Ca y est! Nous avons changé de continent et nous sommes passé de l’Europe à l’Asie.

On a été hébergé par Kirill, qui a été d’une gentillesse incroyable. On est arrivés à 6h30 le matin. On était crevé et on ne savait presque rien de ce qu’il y avait à voir.  « Pas de problème, voici un lit, vous restez vous reposer autant que vous voulez; voici aussi un bouquin sur la ville, avec un itinéraire de balade. Vous pouvez le prendre avec vous, vous me le rendrez demain ». Ca nous a laissés un peu ahuris. Le lendemain, il a même trouvé moyen de se libérer pour se promener avec nous et nous parler de la ville et du pays.

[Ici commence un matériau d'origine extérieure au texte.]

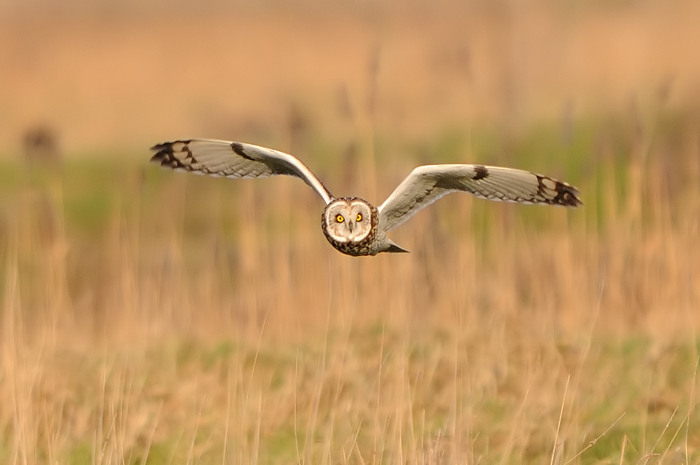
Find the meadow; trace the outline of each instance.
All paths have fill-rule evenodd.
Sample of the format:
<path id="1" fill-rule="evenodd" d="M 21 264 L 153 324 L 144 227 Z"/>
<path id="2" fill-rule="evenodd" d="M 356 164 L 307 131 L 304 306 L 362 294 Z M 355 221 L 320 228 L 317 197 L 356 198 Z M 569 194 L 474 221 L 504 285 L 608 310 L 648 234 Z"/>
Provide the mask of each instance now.
<path id="1" fill-rule="evenodd" d="M 366 106 L 329 92 L 271 111 L 276 136 L 228 113 L 224 129 L 375 204 L 417 164 L 479 162 L 585 205 L 451 195 L 392 233 L 410 254 L 347 257 L 296 179 L 147 163 L 147 139 L 223 126 L 170 108 L 120 144 L 133 114 L 72 112 L 61 160 L 0 158 L 0 463 L 700 463 L 700 104 L 654 88 L 552 116 L 523 97 L 504 120 L 495 91 L 471 117 L 445 100 L 403 119 L 361 63 L 349 101 Z"/>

Ainsi, telle tour en délabrement dont la construction a débutée avant la fin de l’URSS n’a pas pu être continuée par manque d’argent, elle reste donc en l’état, ni terminée ni démantelée. Kirill nous raconte aussi comment les fonctionnaires n’ont pas reçu de salaire pendant quelques années lors de la chute de l’URSS. Ceux qui ont pu trouver un autre travail l’on fait, d’autres sont restés à leur poste sans être payés. Avec la fin de l’URSS les Russes ont aussi perdus l’école et la soins gratuits.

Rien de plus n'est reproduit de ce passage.